There were three of them, and all three had sharp, dangerous-looking eyes. On the sleeves of their gear, each had been branded with an emblem — a badge of sorts — identifying them not with the Army, but with a sponsor.
Chloe read House Lincoln off the emblem on one of them, a tall, lean, freckled boy with middle-parted brown hair, a few strands of which fell across his forehead and into his striking blue eyes. His jaw, chiseled and looking almost hand-sculpted, was clenched in an expression of seriousness, his lips pressed tightly together.
He marched straight toward them and she caught a glimpse of a tattoo on the side of his neck, though she couldn't make out exactly what it was. He stopped in front of Chloe, staring into her eyes coldly and with some disregard. His lips parted, and his voice was cold.
"Where's your Chancellor?"
Hardy arrived then, with Jon, Aiden and Lucas, the latter shooting distrustful glances at the soldiers surrounding them.
Hardy stopped in front of the brown-haired Pandoran and offered a handshake. "Chancellor William James Hardy, Seventh District," he greeted.
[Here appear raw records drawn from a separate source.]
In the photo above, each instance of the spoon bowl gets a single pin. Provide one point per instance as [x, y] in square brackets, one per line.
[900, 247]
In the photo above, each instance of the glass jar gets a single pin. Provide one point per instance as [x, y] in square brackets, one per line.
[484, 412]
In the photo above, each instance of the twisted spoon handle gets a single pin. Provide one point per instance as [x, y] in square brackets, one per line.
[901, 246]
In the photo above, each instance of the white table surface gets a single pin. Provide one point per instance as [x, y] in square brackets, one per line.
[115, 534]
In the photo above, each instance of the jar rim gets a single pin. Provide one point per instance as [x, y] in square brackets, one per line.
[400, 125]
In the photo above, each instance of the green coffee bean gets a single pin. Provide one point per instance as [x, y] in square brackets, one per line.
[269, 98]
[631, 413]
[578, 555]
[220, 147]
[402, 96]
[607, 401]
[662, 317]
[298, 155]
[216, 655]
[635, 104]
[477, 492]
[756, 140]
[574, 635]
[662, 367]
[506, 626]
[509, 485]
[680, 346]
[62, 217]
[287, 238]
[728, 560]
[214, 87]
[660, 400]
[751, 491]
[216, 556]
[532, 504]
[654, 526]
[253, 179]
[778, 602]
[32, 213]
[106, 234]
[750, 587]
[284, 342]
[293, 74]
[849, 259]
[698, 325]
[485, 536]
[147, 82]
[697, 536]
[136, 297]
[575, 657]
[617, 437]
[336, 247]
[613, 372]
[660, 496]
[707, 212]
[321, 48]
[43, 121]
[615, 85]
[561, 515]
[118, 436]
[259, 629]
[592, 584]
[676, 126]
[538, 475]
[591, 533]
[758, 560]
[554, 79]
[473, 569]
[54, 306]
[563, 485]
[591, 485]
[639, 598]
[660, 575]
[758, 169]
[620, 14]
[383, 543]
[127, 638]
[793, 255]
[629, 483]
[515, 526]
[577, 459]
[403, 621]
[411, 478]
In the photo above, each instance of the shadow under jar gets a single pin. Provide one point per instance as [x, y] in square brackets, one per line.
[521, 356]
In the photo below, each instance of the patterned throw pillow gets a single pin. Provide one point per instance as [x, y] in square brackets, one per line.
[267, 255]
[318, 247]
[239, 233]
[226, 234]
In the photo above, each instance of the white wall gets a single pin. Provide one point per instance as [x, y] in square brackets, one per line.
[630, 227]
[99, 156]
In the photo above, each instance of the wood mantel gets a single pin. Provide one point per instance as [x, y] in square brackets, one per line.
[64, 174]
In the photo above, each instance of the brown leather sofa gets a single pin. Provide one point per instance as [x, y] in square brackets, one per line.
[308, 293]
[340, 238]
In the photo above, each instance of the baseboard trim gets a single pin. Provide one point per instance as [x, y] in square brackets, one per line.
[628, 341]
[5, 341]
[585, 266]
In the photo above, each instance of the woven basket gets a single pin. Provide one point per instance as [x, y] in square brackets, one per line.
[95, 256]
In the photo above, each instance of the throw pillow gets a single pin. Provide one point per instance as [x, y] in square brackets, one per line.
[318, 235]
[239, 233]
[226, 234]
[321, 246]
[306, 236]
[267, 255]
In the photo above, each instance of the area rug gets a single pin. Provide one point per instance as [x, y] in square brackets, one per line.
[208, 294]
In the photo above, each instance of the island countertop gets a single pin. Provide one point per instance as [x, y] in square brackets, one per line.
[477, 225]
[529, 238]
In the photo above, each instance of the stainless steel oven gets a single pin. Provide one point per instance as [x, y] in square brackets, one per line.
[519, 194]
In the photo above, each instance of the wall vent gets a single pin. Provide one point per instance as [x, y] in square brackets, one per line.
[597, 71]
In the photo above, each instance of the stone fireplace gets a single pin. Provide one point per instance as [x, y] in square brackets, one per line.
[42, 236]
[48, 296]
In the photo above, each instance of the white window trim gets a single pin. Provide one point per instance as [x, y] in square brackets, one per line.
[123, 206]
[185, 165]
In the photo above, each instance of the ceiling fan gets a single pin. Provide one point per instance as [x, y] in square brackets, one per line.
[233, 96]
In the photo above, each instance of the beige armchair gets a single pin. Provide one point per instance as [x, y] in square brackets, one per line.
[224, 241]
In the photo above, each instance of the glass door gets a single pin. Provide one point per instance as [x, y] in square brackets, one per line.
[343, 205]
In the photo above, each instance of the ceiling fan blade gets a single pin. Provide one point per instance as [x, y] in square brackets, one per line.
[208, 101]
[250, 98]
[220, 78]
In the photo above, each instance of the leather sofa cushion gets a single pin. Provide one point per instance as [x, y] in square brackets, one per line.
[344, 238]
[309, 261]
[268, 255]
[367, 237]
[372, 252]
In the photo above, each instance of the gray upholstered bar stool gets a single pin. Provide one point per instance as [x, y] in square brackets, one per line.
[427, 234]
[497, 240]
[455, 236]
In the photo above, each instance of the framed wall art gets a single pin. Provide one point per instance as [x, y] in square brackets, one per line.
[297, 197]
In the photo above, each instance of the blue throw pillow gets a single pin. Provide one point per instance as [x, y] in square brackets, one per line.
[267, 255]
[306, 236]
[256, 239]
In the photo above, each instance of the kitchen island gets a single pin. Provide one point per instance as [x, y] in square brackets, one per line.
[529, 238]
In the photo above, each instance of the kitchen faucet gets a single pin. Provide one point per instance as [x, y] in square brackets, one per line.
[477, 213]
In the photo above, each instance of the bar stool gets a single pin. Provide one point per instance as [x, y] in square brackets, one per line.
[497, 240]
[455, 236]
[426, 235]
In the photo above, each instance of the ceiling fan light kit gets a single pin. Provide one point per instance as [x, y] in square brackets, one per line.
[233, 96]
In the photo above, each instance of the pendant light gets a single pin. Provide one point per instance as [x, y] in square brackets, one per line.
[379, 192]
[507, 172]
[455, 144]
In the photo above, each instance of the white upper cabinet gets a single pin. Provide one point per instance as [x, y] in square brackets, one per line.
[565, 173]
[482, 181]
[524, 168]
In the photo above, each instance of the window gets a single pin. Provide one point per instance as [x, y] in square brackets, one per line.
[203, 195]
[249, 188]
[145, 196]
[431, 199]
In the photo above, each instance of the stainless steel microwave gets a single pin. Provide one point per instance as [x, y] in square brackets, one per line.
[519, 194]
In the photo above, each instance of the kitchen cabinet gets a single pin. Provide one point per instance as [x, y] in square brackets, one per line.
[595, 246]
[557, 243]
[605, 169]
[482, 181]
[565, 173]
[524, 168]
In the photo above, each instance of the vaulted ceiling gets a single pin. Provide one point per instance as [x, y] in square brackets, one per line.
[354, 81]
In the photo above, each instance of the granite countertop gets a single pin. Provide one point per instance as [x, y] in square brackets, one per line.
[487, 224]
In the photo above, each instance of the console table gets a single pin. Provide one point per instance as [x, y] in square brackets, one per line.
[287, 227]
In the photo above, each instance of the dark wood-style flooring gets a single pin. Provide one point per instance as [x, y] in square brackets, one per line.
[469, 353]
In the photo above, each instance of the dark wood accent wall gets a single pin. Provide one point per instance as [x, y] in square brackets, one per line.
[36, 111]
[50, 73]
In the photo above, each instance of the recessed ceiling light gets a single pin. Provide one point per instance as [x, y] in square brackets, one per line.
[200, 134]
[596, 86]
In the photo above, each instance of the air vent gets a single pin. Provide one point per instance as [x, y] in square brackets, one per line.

The boy, despite appearing unimpressed and faintly annoyed, accepted Hardy's handshake. "Andre Nicholson," he said. "First District." He cast a scanning glance around, his eyes lingering on Jin a beat too long and darkening as they did.
Chloe shifted slightly, placing herself directly between Andre and Jin, a fire of defiance in her eyes.
Andre's gaze moved to her. His expression shifted slightly, as though he found the gesture amusing. Then he returned his attention to Hardy.
"We have orders to lead you to the Capital," Andre said. "You and anyone else still here — you ride with the ground convoy." He gestured toward the trucks. "But her," he added, pointing a finger past Chloe and straight at Jin, "she comes with us in the choppers."